While not tax-advantaged, investing in a taxable account gives you flexibility and access to a wide variety of investment options. This is also a great place to build toward financial freedom once you’ve already maxed out your other retirement accounts.

Self-Employment Retirement Plans

If you have freelance income, a Solo 401(k), SEP-IRA, SIMPLE IRA and Cash Balance Plans may be excellent alternatives.

Can You Open A 401(k) Without An Active Job?

If you don’t have an employer or any earned income, you won’t be able to contribute to a 401(k). Retirement accounts require earned income (salary, wages, self-employment earnings) to fund contributions. However, you can still invest in taxable accounts or consider spousal IRA contributions if your spouse has income.

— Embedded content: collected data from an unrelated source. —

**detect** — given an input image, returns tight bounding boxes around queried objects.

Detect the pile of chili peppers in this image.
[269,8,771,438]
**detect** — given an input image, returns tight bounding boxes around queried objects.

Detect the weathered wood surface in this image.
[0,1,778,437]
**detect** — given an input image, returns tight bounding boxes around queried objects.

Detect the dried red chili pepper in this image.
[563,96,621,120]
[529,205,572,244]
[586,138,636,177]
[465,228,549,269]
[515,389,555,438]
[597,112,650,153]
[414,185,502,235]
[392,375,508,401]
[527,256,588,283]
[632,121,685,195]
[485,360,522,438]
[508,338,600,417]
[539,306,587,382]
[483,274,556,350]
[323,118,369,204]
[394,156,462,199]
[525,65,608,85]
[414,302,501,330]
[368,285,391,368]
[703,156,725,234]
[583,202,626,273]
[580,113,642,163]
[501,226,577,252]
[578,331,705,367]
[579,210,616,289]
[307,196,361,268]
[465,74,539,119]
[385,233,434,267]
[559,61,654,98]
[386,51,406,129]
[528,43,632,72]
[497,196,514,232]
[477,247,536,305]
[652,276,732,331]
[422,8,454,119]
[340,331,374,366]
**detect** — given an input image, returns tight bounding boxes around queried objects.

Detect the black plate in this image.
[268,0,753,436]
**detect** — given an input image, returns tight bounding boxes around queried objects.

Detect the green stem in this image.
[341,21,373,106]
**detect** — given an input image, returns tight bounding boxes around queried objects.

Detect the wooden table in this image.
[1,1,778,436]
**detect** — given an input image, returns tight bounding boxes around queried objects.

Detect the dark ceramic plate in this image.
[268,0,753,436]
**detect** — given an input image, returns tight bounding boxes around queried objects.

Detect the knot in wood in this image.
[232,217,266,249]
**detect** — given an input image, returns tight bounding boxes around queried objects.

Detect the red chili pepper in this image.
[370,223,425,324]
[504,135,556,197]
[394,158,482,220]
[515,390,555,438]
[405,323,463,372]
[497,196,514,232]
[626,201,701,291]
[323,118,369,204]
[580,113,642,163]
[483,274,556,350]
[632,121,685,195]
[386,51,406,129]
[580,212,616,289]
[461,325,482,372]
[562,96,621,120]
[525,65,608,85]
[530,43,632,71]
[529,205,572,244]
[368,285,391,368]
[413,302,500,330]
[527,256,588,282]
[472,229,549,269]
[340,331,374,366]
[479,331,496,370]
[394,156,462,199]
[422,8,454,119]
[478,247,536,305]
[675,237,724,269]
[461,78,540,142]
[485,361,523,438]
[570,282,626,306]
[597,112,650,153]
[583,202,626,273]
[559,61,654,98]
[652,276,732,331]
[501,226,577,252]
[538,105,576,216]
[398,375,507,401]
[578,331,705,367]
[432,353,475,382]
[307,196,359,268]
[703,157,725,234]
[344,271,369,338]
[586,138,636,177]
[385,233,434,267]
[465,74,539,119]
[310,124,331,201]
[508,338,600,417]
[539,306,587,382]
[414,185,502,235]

You can fund an IRA or Roth IRA if you have earned income during a tax year, even if you no longer have an active job.

Can You Open A 401(k) As A Self-Employed Worker?

Absolutely! If you run a business or work as a freelancer, you can open a Solo 401(k) (sometimes called an Individual 401(k)). As far as tax-planning strategies for small business owners, this is one of my favorites.

This lets you contribute as both the employer and employee, potentially allowing for higher contribution limits than a traditional 401(k). For 2025, you can potentially contribute up to $70,000 into a Solo 401(k), plus the $7,500 catch-up contribution. Think of how much money this could save you on taxes over time.

Other options for self-employed individuals include:

  • SEP IRA: Great for those with fluctuating incomes, allowing for tax-deductible contributions.
  • SIMPLE IRA: A retirement plan designed for small businesses with fewer administrative burdens.

While traditional 401(k)s require an employer to set them up, you still have plenty of ways to save for retirement, even if you’re self-employed or working at a company without a plan. The key is finding the best fit for your financial situation and maximizing tax advantages.